Хромой Шандов кинулся вслед, схватил топор и оглядел его, покачивая головой.
— Ну вот што, — Шандов повернулся к партизанам с каменным лицом, с которого вдруг пропал даже тот румянец, который, как шутил Чубарь, может, и вправду устоялся за счёт выпитого, — признайтесь, што натворили? — И чуть не ткнул обухом топора в нос Патоле. — Чья это кровь?
— А тебе что до этого? — ощетинился Патоля.
— А то, што я тут хозяин! И должен знать, чего мне, по вашей милости, ждать надо! — старик повернулся к Бересневу, повторил так же настойчиво, с угрозой: — Ты, сдаётся, поумней — говори! Только быстро!
Береснев от напряжения не удержался на ногах, сел на вросший в землю чурбан, который, видно, без всякой надобности торчал посреди двора.
— Кажется, вышла нелепость, — тихо, с явным омерзением, от которого передёрнулось его побелевшее лицо, сказал он. — Женщину убили. Немку.
— Бургомистрову жену?
— Да.
— Топором? — Да.
— Этот? — Шандов показал на Патолю.
— Да.
— А стреляли зачем? — через некоторое время снова спросил Шандов.
— Стреляли потом, когда бургомистр выскочил через окно, — растолковал Береснев.
— Да, да, — ухватился за Севастьяновы слова Патоля, — это он по нам первый выстрелил!
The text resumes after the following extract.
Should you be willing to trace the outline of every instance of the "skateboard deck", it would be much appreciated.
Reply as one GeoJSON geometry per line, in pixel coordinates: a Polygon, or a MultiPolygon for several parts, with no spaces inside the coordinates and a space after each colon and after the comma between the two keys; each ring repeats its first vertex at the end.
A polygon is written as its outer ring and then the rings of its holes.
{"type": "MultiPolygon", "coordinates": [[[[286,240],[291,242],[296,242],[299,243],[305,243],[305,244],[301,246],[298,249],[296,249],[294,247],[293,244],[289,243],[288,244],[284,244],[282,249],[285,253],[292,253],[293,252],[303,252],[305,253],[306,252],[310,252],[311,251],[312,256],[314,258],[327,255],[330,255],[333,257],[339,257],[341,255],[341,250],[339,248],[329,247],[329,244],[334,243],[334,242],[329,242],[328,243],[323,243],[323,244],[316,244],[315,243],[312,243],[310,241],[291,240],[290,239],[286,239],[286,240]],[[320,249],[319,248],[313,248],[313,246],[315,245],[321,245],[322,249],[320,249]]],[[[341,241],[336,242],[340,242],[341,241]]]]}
— Помолчи ты, — не дал ему разойтись Шандов. — Рассказывай все! — приказал он Севастьяну. — Все как было!
Береснев быстро взглянул на Поцюпу, который стоял, казалось, безучастный ко всему, что происходило во дворе старой винокурни, потом перевёл взгляд на Чубаря, будто от обоих по очереди ждал сочувствия или хоть поддержки.
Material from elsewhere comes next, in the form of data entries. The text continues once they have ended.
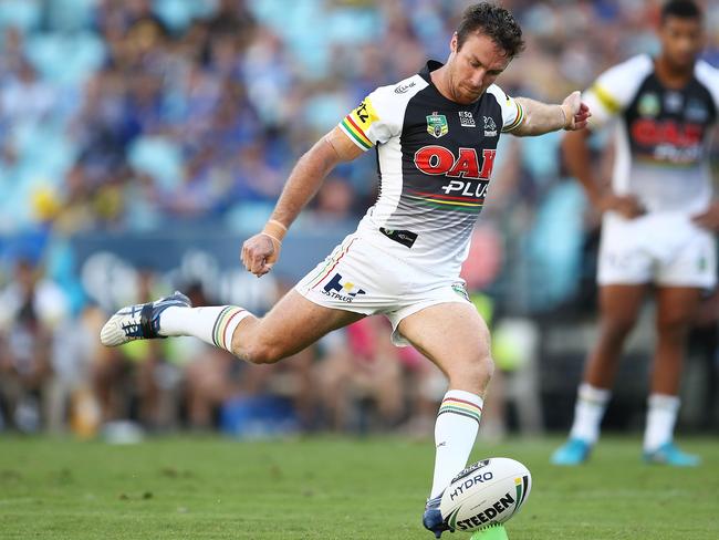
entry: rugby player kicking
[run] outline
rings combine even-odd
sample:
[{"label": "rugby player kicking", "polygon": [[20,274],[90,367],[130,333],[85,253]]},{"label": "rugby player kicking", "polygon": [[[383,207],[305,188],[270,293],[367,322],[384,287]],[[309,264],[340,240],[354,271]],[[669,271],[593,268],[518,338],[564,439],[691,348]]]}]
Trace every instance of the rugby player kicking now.
[{"label": "rugby player kicking", "polygon": [[262,232],[242,246],[244,267],[260,277],[327,174],[375,147],[381,195],[357,230],[259,319],[233,305],[191,308],[175,294],[119,310],[102,343],[194,335],[239,359],[272,363],[327,332],[383,314],[393,342],[411,344],[446,374],[435,426],[436,460],[424,526],[439,538],[442,490],[467,464],[493,363],[487,324],[459,278],[482,208],[500,134],[581,129],[590,116],[574,92],[561,105],[512,98],[494,84],[523,49],[511,13],[469,7],[447,62],[372,92],[304,154]]}]

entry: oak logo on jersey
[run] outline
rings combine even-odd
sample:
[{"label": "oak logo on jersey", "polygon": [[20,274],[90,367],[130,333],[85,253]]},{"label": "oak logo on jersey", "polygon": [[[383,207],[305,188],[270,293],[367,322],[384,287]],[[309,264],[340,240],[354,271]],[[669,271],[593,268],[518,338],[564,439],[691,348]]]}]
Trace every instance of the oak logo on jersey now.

Чубарь в ответ насупленно кивнул: «Говори, говори!»
Поцюпа не пошевельнулся и не промолвил ни слова.
Севастьяну Бересневу до тоски не хотелось рассказывать про убийство, которое только что произошло в Мошевой, но приходилось — слишком грозно подступил к нему с окровавленным топором хромой Шандов.
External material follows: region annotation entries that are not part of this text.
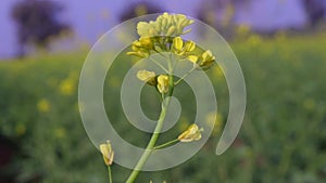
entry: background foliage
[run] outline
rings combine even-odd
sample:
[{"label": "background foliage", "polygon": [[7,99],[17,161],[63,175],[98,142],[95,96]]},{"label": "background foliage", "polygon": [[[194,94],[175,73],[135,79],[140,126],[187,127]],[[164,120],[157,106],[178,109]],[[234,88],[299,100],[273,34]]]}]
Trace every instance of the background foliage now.
[{"label": "background foliage", "polygon": [[[216,133],[189,161],[171,170],[141,173],[138,182],[325,181],[325,44],[326,35],[288,38],[283,34],[273,38],[252,35],[231,43],[248,90],[244,123],[233,147],[222,156],[214,154],[228,112],[227,88],[215,67],[208,74],[217,91]],[[9,148],[11,157],[1,167],[1,180],[106,182],[102,157],[90,143],[78,114],[77,83],[85,56],[86,51],[80,51],[0,63],[1,148]],[[114,70],[127,70],[133,64],[124,56],[121,60]],[[149,134],[139,134],[127,123],[120,97],[114,95],[118,94],[124,71],[113,71],[111,76],[106,78],[104,100],[108,112],[115,108],[114,127],[126,140],[145,146]],[[148,88],[143,92],[143,97],[155,97],[146,94],[151,92]],[[191,95],[179,95],[183,106],[192,105],[193,101],[187,100]],[[146,106],[154,103],[143,105],[152,117],[155,110]],[[192,108],[184,107],[183,113],[179,129],[183,121],[191,122]],[[139,139],[133,139],[135,134]],[[129,170],[114,165],[113,172],[114,182],[123,182]],[[15,180],[10,180],[12,175]]]}]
«А этот и вправду набитый дурак, — подумал Севастьян о своём попутчике Патоле, — не мог забросить куда-нибудь по пути заляпанный топор». И вслух сказал:
— Ну, прошлись мы, как обычно бывает у нас, по деревне, даже дальше немного прошагали, до просёлка. Немцев и вправду, как вы говорили, нету. Мы тогда в волостное управление. Глядим, а там этот Зимогоров. Обедает.